Au-delà de l’agacement suscité par la désobéissance incivile des militants, il est important de mettre en question le degré d’excitation des médias et des réseaux sociaux à leur sujet. Pourquoi se focalise-t-on autant sur les actions militantes les moins populaires, telles celles de Just Stop Oil dans les musées ou encore l’occupation d’Extinction Rebellion dans les gares et stations de métro londoniennes, qui fut très mal reçue ? Avez-vous entendu parler de Wynn Bruce, un militant écologiste qui en avril dernier s’aspergea de pétrole et s’immola sur les marches de la Cour suprême à Washington pour alerter le public sur la catastrophe climatique3 ? Connaissez-vous Ende Gelände, ce collectif allemand qui orchestre des blocages massifs de mines de gaz fossile et d’infrastructures charbonnières4 ? L’activisme de ses militants est exemplaire : il est de masse et d’une efficacité redoutable, puisqu’ils bloquent (temporairement) l’extraction de gaz fossile et de charbon et infligent des dommages économiques sérieux aux « bonnes » cibles. Le foisonnement des tactiques de lutte et leur complémentarité sont un atout important pour le mouvement climatique : il y a donc une place pour les coups d’éclat médiatiques.

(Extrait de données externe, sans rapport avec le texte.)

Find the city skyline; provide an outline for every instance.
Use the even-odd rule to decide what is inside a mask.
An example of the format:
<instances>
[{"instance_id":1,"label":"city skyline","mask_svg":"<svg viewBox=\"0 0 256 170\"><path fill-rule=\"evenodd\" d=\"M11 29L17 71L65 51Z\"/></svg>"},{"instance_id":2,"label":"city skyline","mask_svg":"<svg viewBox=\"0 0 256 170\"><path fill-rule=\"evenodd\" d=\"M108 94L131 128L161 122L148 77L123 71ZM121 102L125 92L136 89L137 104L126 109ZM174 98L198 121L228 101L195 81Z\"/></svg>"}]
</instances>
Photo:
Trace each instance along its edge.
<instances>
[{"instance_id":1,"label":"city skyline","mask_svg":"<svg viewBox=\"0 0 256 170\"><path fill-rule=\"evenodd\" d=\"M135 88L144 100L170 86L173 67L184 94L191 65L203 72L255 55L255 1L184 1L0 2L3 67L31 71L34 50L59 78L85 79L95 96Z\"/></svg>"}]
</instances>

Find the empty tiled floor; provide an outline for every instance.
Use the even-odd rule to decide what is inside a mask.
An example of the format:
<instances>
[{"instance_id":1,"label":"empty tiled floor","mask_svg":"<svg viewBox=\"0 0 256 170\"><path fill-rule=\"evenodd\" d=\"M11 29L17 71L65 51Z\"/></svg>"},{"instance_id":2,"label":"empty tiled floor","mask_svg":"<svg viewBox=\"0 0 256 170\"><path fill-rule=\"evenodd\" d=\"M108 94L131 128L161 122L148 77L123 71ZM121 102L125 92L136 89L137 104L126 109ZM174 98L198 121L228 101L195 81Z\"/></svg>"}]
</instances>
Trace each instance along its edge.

Mais Ende Gelände offre une vision de l’activisme climatique qui devrait plutôt occuper le centre de la conversation, et son terrain de lutte est loin des musées.

  • 1. Voir Candice Delmas, « La désobéissance non civile au cœur de la “révolution de l’eau” à Hong Kong », Libération, 14 janvier 2020.
  • 2. Robinson Meyer, “The climate art vandals are embarrassing”, The Atlantic, 27 octobre 2022.
  • 3. Voir Ellie Silverman et Ian Shapira, “Outside the Supreme Court, a life of purpose and pain ends in flames”, The Washington Post, 26 avril 2022.
  • 4. Voir Isma Le Dantec, « Ende Gelände, une lutte anti-charbon méthodique et spectaculaire » [en ligne], Socialter, 18 juin 2021.

Candice Delmas

Philosophe et politiste à l’université Northeastern de Boston, en résidence au Collegium de Lyon en 2022-2023, elle a récemment publié Le devoir de résister. Apologie de la désobéissance incivile (Hermann, 2022).